Black History Month panel at the Museum of Dufferin examines heroes of the past, present and future

Celebrating Black history isn’t just about Canada’s past, it’s also about celebrating the history right here within Dufferin County — and the forward momentum residents continue to have in the area.

“People sometimes think there isn’t a lot of history here,” explained Nanci Malek, events and marketing co-ordinator at the Museum of Dufferin. “Well, there certainly is, and we have a vibrant community right now that’s going to grow in the future.”

This year, the museum will host another panel in celebration of Black History Month, in partnership with the Dufferin County Canadian Black Association (DCCBA).

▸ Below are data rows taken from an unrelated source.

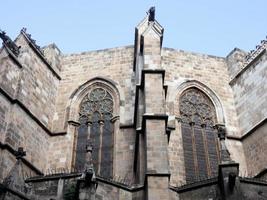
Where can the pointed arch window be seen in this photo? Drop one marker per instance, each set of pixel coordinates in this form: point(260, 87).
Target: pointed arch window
point(96, 129)
point(200, 143)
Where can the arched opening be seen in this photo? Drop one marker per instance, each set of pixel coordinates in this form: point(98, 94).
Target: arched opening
point(200, 141)
point(95, 134)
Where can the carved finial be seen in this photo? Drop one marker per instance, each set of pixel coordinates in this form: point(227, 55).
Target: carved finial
point(9, 43)
point(151, 14)
point(20, 153)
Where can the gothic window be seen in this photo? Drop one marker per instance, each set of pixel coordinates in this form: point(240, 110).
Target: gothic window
point(197, 114)
point(96, 129)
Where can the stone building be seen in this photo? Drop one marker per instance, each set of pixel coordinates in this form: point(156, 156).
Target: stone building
point(134, 122)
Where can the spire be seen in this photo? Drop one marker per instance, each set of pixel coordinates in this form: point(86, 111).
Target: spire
point(151, 14)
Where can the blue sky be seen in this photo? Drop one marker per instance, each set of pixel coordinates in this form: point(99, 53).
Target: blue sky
point(205, 26)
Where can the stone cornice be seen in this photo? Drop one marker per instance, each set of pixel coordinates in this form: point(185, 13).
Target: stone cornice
point(250, 59)
point(24, 160)
point(250, 132)
point(12, 56)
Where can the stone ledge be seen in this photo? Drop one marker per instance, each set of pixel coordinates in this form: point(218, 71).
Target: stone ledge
point(24, 160)
point(246, 67)
point(250, 132)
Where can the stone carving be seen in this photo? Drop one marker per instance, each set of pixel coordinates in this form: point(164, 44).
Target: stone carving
point(98, 100)
point(254, 53)
point(23, 30)
point(9, 43)
point(151, 14)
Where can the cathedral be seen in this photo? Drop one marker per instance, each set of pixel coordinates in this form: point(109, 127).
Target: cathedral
point(138, 122)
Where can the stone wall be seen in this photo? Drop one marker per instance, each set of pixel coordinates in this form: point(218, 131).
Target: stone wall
point(38, 84)
point(114, 65)
point(250, 93)
point(210, 74)
point(28, 89)
point(255, 149)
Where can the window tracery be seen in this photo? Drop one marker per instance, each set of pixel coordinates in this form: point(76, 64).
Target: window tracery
point(96, 112)
point(198, 117)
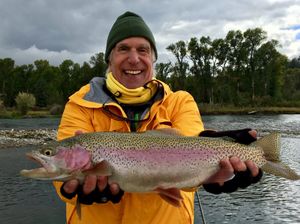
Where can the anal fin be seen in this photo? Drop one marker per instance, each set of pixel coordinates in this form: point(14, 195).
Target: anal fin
point(171, 195)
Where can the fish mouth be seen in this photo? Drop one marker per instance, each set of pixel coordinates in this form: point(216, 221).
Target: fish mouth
point(41, 173)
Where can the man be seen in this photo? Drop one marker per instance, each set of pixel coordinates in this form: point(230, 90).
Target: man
point(131, 100)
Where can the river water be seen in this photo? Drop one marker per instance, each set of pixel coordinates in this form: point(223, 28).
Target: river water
point(273, 200)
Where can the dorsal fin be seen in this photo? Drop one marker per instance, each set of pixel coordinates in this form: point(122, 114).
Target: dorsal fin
point(164, 131)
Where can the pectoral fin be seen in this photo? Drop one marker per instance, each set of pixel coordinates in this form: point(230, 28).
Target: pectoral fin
point(171, 195)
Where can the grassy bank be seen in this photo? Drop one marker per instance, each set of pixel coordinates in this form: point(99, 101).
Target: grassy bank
point(204, 109)
point(219, 109)
point(9, 114)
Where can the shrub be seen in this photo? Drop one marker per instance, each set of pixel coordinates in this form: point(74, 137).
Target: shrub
point(2, 107)
point(24, 102)
point(56, 109)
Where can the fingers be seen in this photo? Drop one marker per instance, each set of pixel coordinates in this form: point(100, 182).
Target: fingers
point(71, 186)
point(253, 168)
point(102, 183)
point(92, 181)
point(114, 189)
point(237, 164)
point(89, 184)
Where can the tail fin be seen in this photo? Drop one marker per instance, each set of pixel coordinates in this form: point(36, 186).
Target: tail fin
point(271, 147)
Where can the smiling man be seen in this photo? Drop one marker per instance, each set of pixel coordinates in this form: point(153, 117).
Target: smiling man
point(130, 99)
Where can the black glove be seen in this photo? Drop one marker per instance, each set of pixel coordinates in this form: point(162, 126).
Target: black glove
point(241, 179)
point(95, 196)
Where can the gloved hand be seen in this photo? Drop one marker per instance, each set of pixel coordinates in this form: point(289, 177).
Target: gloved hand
point(241, 179)
point(95, 196)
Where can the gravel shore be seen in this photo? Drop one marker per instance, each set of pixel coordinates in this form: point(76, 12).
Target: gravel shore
point(17, 138)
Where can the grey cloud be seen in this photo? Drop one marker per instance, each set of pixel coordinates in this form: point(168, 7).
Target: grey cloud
point(81, 27)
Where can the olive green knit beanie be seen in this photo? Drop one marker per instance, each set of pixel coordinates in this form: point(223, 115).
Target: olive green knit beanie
point(128, 25)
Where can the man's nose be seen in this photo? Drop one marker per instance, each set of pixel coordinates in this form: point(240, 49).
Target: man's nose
point(133, 57)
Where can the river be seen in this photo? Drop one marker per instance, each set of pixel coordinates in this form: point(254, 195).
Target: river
point(272, 200)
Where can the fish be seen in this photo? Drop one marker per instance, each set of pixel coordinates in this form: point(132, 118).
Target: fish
point(162, 161)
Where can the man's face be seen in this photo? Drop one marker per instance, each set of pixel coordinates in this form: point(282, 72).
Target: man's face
point(131, 62)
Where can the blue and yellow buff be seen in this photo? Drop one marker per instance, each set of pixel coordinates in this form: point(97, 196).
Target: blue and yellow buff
point(130, 96)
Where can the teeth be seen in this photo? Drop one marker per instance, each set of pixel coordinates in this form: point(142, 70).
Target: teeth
point(133, 72)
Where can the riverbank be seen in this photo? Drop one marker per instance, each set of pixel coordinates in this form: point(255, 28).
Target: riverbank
point(17, 138)
point(229, 110)
point(205, 109)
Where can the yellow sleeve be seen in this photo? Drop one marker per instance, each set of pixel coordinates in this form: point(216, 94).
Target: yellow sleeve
point(185, 114)
point(74, 118)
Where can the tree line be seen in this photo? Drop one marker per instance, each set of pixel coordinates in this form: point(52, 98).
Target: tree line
point(244, 68)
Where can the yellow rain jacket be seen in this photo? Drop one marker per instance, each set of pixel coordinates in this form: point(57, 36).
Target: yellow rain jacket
point(85, 112)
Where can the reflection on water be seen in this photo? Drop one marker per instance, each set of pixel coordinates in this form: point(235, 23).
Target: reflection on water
point(272, 200)
point(288, 125)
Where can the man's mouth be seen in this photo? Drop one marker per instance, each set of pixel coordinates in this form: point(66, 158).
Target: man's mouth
point(133, 72)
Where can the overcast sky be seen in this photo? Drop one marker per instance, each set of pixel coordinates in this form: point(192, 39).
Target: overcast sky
point(56, 30)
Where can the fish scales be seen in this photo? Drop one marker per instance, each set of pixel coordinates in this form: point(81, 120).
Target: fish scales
point(143, 162)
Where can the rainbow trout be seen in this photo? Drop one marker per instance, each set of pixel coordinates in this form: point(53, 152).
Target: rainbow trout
point(151, 161)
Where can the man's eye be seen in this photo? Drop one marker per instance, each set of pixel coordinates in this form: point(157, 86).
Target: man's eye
point(48, 152)
point(144, 50)
point(123, 48)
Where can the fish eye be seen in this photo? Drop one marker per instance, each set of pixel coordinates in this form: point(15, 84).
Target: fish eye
point(48, 152)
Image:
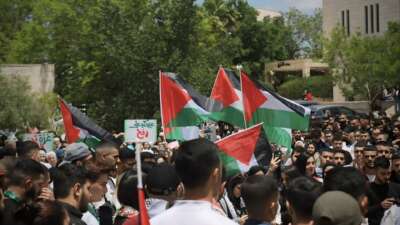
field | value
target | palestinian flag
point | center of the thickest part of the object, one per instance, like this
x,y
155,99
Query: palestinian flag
x,y
182,133
227,94
80,128
263,105
242,150
181,105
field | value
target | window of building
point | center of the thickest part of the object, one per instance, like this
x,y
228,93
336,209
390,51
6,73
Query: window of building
x,y
366,19
377,18
348,21
371,7
343,18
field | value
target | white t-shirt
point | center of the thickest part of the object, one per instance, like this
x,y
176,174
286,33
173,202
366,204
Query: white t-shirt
x,y
89,219
156,206
191,212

The event — called Black Heroes Past, Present and Future — will feature numerous panellists from around the county.

“The fact we’re now able to showcase the rich history of Dufferin County, I think, is a testament to just how far we’ve come,” said Alethia O’Hara-Stephenson, president and founder of the DCCBA. “We have a rich history that goes as far back as the 1800s.”

The group of panellists will include:

• Dan Hill — Grammy Award-winning artist and author, who will read from his book “I Am My Father's Son: A Memoir of Love and Forgiveness.”

• Maestro Fresh Wes — godfather of Canadian hip hop and author.

• Steve Anderson — deputy mayor of Shelburne.

• Philip DeWar — community leader and owner of Soulyve Incorporated.

• Danielle Bryan, Ashanti Brooks and Tyra Harris — Black Chapter youth group, Centre Dufferin District High School

“There are some amazing young people from Centre Dufferin District High School’s Black Chapter,” said O’Hara-Stephenson. “They are doing amazing work, and they’re sharing their voice and using their colour to share their message of inclusion. I’m proud to have them as part of this event.”

Panellists will talk about the community celebrating Black heroes of the past through the stories featured in the Dufferin museum’s main exhibit, “Through the Looking Glass.”

“This is a learning opportunity for our community and for us to understand how we can go forward in the future, and what we can do to support our communities that are in Dufferin County,” said Malek. “We are so diverse, and I don’t think people realize how diverse we are.”

Malek added this is a wonderful opportunity for the museum and DCCBA to have an important conversation with community leaders on how the area’s Black community has evolved over the years.

“I think, sometimes, it can be really difficult for people to find the resources to educate themselves on this, so we’re handing it to them,” said Malek.

The panel will be a virtual event held on Feb. 27 at 1 p.m. and will be livestreamed on YouTube at www.youtube.com/DufferinOne.

Members of the community interested in asking questions for the Q-and-A portion of the event are asked to submit them in advance to info@dufferinmuseum.com.

Anderson and O'Hara-Stephenson will also be moderating a session at the Orangeville Public Library on Feb. 22 at 7 p.m. Black Authors Black Voices will celebrate local Black authors, giving the floor to four featured Dufferin authors. More information is available on the OPL's website.